The door banging steadily grew more angry and violent and eventually the door forced its way in. And on the other side of it was a white capped man, standing proudly in a sky blue shirt with law enforcement insignia; night stick at the ready. Behind the mammoth police officer, a gargantuan jungle green clad corporal stood there with his notepad and firearm teasing its way through his spilling waist.
Taabu was rocking his wife in his arms back and forth, muttering something under his breath in a snotty mess. It took the police officer with the night stick, beating a response out of him, to respond.
“Ndiyo ofisa, ni mimi?”
“Nini imetendeka hapa?”
Taabu was in a daze; his lips moved nothing came out. He slumped back to the kitchen floor Kanini now sprawled on the floor. The corridor outside his door was now filled with nosey neighbours hunting for story fodder. There were gasps laced with, “Ngai, mwathani!” ‘Woi Jesu!” And “Nilijua!” with headshakes and accusatory glances at him.
Taabu said nothing, a fleet of police officers swarmed his house, they collected Kanini’s body and left. The door hung awkwardly gripping on the hinge. It looked like someone doing plunges. The police walked away, residents staring in awe at what was unfolding before their very eyes.
Taabu sobbed his eyes fixed on where Kanini had lain. That was 50 weeks ago. Taabu was cleared of all charges, but no one knew what the cause of death was. The note that Taabu was now glancing at communicated nothing, if at all that was a supposed suicide note from Kanini. “Goodbye.”
Taabu asked himself again, “Goodbye?” It was a surprise that he still had his book deal intact. “You could write a story from this experience Taabu! Creative genius blossoms out of pain and tragedy.” His publicist told him. Taabu had attempted to adjust to normal life about 3 months ago and resume his book after the case ended and ruled out suicide, with no suspects in line for murder.

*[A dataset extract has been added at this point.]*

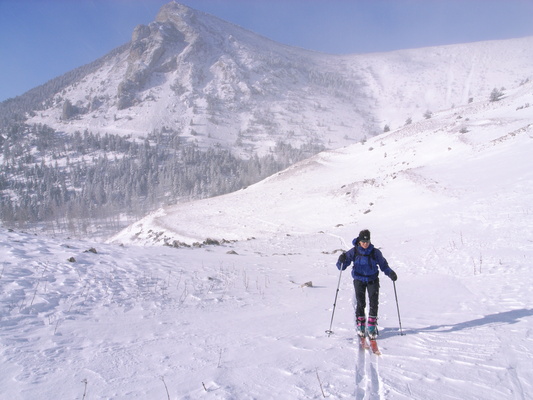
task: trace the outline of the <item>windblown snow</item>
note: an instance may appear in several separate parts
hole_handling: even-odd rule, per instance
[[[532,103],[528,82],[108,243],[2,229],[0,397],[532,398]],[[364,228],[399,277],[380,357],[335,268]]]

Taabu snapped out of his 2 hour long day dream and began to type, “Ugly people finish last.” He smiled and continued,
“Ronney, Andre, Miguel and James were the college studs. I was the geek with the unattractive name who knew my only survival in this earth was the books. That changed when I met Kanini, the other person I met who unlike me, may have had a queer name, was beautiful. She made college worth my while. For the first time with my congenital facial deformity that underwent repeated botched reconstructive surgery, I felt worthy of love. But I should have known that the love wasn’t natural for a man of my looks. It may have been genuine, but it wasn’t to last…
Taabu’s cursor blinked as he ceased typing, head hung, tears streaming down his cheeks and he fell back in to his day dream.